Deploying GeneFace++ for Audio-Driven 3D Facial Animation Synthesis

Project Overview

GeneFace++ is a PyTorch-based deep learning framework that enables real-time audio-driven 3D facial animation synthesis. The system generates synchronized lip movements and facial expressions from audio input, creating realistic virtual character videos. The project repository is available at https://github.com/yerfor/GeneFacePlusPlus/tree/main.

Environment Setup

The deployment was performed on a Volcano Engine cloud instance with the following specifications: GPU compute type g1vc, ecs.g1vc.xlarge instance, 6 vCPUs, 26GiB memory, V100 GPU, running Ubuntu 22.04.

CUDA Installation

CUDA 11.7 is the recommended version, validated on A100/V100 GPUs. CUDA 12 and above are not supported due to compatibility issues with torch-ngp.

# Download CUDA 11.7 from NVIDIA archive
wget https://developer.download.nvidia.com/compute/cuda/repos/ubuntu2204/x86_64/cuda-keyring_1.0-1_all.deb
sudo dpkg -i cuda-keyring*.deb
sudo apt-get update
sudo apt-get -y install cuda=11.7.1-1

# Verify installation
ls /usr/local | grep cuda

If the wrong CUDA version was installed by default, remove and reinstall with the specific version:

sudo apt-get --purge remove cuda
sudo apt-get -y install cuda=11.7.1-1

Python Environment Configuration

# Install Anaconda
wget https://repo.anaconda.com/archive/Anaconda3-2024.02-1-Linux-x86_64.sh
chmod +x Anaconda3-2024.02-1-Linux_x86_64.sh
./Anaconda3-2024.02-1-Linux_x86_64.sh

# Clone repository
git clone https://github.com/yerfor/GeneFacePlusPlus.git

# Create Python 3.9 environment
cd GeneFacePlusPlus
conda create -n geneface python=3.9
conda activate geneface

# Install FFmpeg with libx264 codec
conda install conda-forge::ffmpeg

# Install PyTorch 2.0.1 with CUDA 11.7
conda install pytorch==2.0.1 torchvision==0.15.2 torchaudio==2.0.2 pytorch-cuda=11.7 -c pytorch -c nvidia

# Build PyTorch3D from source
pip install "git+https://github.com/facebookresearch/pytorch3d.git@stable"

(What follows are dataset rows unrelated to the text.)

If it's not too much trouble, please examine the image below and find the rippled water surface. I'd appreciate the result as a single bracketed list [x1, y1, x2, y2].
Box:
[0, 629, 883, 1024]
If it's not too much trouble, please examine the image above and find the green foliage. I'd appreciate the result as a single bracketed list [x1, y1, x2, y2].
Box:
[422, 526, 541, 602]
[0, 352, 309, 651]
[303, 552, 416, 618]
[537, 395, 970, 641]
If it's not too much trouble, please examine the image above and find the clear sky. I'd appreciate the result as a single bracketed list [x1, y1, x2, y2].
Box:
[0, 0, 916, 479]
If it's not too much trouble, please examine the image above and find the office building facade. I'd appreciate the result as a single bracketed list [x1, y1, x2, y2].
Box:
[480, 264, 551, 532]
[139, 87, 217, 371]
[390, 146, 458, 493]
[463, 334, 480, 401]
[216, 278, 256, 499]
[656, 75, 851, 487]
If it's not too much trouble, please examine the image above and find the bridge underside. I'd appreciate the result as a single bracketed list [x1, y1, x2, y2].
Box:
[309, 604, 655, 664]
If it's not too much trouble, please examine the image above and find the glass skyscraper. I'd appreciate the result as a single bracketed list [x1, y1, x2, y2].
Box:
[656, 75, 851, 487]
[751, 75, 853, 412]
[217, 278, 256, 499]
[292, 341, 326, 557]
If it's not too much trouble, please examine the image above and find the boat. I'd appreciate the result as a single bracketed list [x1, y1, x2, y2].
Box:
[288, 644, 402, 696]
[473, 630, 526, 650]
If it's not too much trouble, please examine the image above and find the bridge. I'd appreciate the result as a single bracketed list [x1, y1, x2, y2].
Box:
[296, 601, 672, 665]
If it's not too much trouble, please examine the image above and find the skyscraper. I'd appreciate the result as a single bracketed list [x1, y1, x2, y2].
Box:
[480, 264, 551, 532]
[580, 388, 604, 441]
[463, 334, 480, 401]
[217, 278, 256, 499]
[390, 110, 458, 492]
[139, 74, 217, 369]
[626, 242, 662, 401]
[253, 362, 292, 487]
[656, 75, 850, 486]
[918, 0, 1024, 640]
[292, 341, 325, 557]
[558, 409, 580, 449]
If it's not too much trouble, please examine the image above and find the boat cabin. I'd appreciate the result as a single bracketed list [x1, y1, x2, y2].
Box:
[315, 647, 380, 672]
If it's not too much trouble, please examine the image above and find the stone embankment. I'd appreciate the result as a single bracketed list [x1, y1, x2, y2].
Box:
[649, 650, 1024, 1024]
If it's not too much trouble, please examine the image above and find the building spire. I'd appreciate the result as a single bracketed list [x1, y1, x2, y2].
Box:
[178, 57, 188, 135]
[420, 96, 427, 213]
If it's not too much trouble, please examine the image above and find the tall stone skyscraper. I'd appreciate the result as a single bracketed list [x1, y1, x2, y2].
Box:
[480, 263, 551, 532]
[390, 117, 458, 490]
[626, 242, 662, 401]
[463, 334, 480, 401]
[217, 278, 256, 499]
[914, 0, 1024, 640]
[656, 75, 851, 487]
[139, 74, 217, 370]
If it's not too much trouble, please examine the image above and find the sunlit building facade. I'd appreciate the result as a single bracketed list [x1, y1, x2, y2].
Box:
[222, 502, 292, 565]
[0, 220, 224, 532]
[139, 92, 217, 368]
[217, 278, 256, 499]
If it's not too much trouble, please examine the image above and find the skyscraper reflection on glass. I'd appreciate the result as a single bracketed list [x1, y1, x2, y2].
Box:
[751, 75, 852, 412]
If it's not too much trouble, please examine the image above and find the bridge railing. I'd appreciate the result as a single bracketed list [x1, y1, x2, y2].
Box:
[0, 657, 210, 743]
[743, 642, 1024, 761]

# Install MMCV dependencies
pip install cython
pip install openmim==0.3.9
mim install mmcv==2.1.0

# Install remaining dependencies
sudo apt-get install libasound2-dev portaudio19-dev
pip install -r docs/prepare_env/requirements.txt -v

# Build torch-ngp extensions
bash docs/prepare_env/install_ext.sh

3DMM Model Setup (BFM2009)

Download the BFM2009 model files and place them in the deep_3drecon/BFM/ directory. The folder should contain these files:

deep_3drecon/BFM/
├── 01_MorphableModel.mat
├── BFM_exp_idx.mat
├── BFM_front_idx.mat
├── BFM_model_front.mat
├── Exp_Pca.bin
├── facemodel_info.mat
├── index_mp468_from_mesh35709.npy
├── mediapipe_in_bfm53201.npy
└── std_exp.txt

Running Inference Demos

Downloading Pre-trained Models

Download the required datasets and models:

May dataset: trainval_dataset.npy → data/binary/videos/May/trainval_dataset.npy
Audio-to-motion model: audio2motion_vae.zip → ./checkpoints/
Motion-to-video model: motion2video_nerf.zip → ./checkpoints/

Command Line Inference

cd GeneFacePlusPlus
conda activate geneface
export PYTHONPATH=./

python inference/genefacepp_infer.py \
    --a2m_ckpt=checkpoints/audio2motion_vae \
    --head_ckpt= \
    --torso_ckpt=checkpoints/motion2video_nerf/may_torso \
    --drv_aud=data/raw/val_wavs/MacronSpeech.wav \
    --out_name=may_demo.mp4

Gradio Web Interface

python inference/app_genefacepp.py \
    --a2m_ckpt=checkpoints/audio2motion_vae \
    --head_ckpt= \
    --torso_ckpt=checkpoints/motion2video_nerf/may_torso

Training Custom Models

Data Preparation

Prepare a video with minimal head occlusion and limited movement. Resolution should be at least 512x512. Place the video in data/raw/videos/.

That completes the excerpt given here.